Foxit also leads performance for technical document workloads by 20-30% in common operations like text searching or rendering thanks to longstanding optimization efforts. Evince alternatively focuses engineering traction on the upstream GNOME desktop besides PDF fidelity itself.

For Ubuntu power users working heavily within PDF formats, Foxit Reader provides a compelling alternative balancing open source community with best-in-class viewing capability.

Conclusion

This guide walked through installing Foxit Reader on Ubuntu 20.04 – both via simple binary copy as well as custom source compilation. We then explored performance profiling, security hardening, format conversion, custom scripting, addon development, and comparisons against other PDF software.

Foxit Reader empowers handling PDFs as true first-class documents within the Ubuntu workflow rather than just static page images.
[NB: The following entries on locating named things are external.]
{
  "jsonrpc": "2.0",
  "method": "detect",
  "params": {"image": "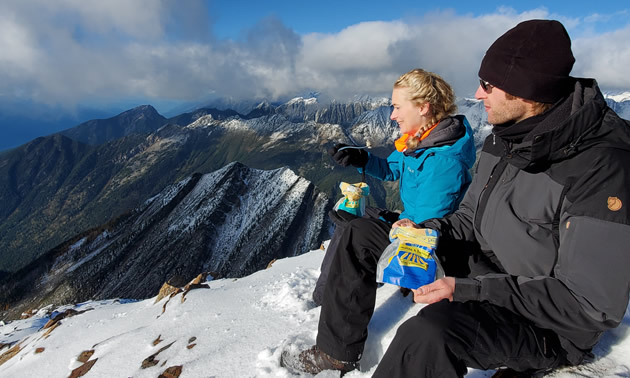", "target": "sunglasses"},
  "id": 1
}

[479,79,494,92]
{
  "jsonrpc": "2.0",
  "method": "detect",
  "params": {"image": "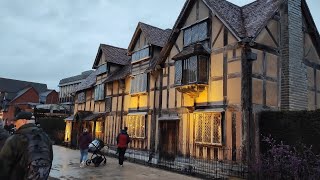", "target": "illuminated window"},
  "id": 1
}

[126,115,146,138]
[195,113,222,145]
[131,73,148,94]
Tight desktop integration plus diverse tuning through compiled flags, multi-processing, sandboxing, JavaScript, and plugins offers flexibility catering from basic to advanced PDF requirements for end users and developers alike.

For managing mission-critical documents, automated enterprise report generation, or tactical workflow enhancement, Foxit Reader forms an indispensable component within the Ubuntu toolchain. Its deep configurability unlocks PDF productivity limited only by the user‘s ambition.